The standard Support Vector Machine formulation does not provide its user with the ability to explicitly control the number of support vectors used to define the generated classifier. We present a modified version of SVM that allows the user to set a budget parameter B and focuses on minimizing the loss attained by the B worst-classified examples while ignoring the remaining examples. This idea can be used to derive sparse versions of both L1-SVM and L2-SVM. Technically, we obtain these new SVM variants by replacing the 1-norm in the standard SVM formulation with various interpolation-norms. We also adapt the SMO optimization algorithm to our setting and report on some preliminary experimental results.
I like to use linear SVM liblinear (http://www.csie.ntu.edu.tw/~cjlin/liblinear/), this lib have many different optimization technique. And there is a way to create nonlinear classification: projection primary feature space to larger feature space by Homogeneous kernel map (http://www.vlfeat.org/~vedaldi/assets/pubs/vedaldi11efficient.pdf)

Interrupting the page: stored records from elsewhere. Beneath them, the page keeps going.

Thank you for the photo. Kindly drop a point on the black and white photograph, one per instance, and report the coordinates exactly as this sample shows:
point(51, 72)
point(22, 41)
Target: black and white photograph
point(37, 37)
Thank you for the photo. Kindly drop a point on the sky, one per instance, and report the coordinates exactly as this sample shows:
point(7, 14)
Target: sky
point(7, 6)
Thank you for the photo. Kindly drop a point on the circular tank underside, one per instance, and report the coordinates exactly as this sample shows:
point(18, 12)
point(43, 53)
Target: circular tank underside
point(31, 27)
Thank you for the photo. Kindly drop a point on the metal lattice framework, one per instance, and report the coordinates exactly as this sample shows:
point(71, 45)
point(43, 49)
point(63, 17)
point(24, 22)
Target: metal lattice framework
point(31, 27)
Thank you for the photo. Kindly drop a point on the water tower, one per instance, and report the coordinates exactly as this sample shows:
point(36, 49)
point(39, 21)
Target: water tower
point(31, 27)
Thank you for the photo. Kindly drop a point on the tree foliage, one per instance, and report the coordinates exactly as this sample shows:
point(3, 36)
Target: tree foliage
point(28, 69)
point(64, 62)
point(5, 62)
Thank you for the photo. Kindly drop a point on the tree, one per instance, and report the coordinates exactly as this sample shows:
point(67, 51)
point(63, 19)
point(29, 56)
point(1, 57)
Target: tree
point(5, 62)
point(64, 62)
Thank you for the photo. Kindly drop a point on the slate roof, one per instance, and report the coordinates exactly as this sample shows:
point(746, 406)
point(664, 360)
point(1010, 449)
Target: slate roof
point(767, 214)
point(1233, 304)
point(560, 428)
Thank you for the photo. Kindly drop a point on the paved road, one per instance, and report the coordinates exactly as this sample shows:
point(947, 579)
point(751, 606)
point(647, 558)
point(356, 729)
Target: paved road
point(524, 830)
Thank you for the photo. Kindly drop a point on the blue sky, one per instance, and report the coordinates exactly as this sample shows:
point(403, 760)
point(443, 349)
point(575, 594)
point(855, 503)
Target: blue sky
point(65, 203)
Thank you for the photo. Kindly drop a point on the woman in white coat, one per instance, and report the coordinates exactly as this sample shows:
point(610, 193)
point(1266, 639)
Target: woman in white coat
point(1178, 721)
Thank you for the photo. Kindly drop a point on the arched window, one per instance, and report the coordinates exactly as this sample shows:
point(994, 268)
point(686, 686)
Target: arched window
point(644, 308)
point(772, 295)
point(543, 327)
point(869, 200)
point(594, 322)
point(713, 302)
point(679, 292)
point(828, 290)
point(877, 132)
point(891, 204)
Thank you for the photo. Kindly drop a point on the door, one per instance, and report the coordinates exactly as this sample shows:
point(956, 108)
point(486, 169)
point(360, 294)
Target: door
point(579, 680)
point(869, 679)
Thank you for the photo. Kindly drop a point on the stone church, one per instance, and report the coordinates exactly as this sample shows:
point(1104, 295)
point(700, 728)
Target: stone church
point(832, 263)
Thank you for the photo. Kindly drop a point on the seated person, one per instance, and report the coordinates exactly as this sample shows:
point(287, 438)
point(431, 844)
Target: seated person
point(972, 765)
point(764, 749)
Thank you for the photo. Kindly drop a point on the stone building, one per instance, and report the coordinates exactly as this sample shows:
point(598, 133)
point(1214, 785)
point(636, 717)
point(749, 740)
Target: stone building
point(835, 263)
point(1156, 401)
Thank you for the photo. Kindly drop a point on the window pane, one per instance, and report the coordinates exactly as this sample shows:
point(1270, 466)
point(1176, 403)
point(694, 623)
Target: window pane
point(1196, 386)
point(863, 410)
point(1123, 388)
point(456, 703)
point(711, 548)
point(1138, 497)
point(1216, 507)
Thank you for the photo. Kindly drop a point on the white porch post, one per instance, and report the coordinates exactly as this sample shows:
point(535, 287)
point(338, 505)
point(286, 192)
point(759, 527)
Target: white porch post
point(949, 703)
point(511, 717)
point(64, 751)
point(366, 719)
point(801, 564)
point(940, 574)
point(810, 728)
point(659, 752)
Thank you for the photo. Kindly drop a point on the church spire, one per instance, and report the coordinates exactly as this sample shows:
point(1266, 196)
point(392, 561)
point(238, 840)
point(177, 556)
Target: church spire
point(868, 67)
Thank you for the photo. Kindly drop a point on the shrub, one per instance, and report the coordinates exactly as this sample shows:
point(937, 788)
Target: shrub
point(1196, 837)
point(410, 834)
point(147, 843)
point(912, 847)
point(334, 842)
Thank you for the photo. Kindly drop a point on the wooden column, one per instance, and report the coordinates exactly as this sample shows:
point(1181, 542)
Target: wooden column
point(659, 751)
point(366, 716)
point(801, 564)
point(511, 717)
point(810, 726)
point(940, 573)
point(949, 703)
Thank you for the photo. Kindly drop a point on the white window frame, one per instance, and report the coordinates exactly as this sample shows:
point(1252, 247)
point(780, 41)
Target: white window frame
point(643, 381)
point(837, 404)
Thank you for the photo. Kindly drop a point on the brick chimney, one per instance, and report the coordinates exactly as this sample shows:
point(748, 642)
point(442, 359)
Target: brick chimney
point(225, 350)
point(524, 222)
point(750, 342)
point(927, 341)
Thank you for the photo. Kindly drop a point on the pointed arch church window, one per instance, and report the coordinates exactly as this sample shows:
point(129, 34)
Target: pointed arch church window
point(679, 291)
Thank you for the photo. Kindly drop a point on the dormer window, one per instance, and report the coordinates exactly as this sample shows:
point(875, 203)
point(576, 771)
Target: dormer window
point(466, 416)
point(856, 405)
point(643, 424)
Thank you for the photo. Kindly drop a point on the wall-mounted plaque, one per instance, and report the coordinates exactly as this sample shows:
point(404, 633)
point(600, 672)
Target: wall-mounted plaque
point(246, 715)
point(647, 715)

But this classification have ONE nonlinear kernel.
@Sergievskiy: Dear Nikolay, many thanks for your answer. It is exactly the kind of work I'm looking for... BUT It's a pity that so few kernels are available !
maybe H. Zhang's work around RKB(anach)S with l1 norm ?
Reproducing Kernel Banach Spaces with the ℓ1 Norm
Guohui Song, Haizhang Zhang and Fred J. Hickernell
Abstract
Targeting at sparse learning, we construct Banach spaces B of functions on an input space X with the following properties: (1) B possesses an ℓ1 norm in the sense that B is isometrically isomorphic to the Banach space of integrable functions on X with respect to the counting measure; (2) point evaluations are continuous linear functionals on B and are representable through a bilinear form with a kernel function; and (3) regularized learning schemes on B satisfy the linear representer theorem. Examples of kernel functions admissible for the construction of such spaces are given.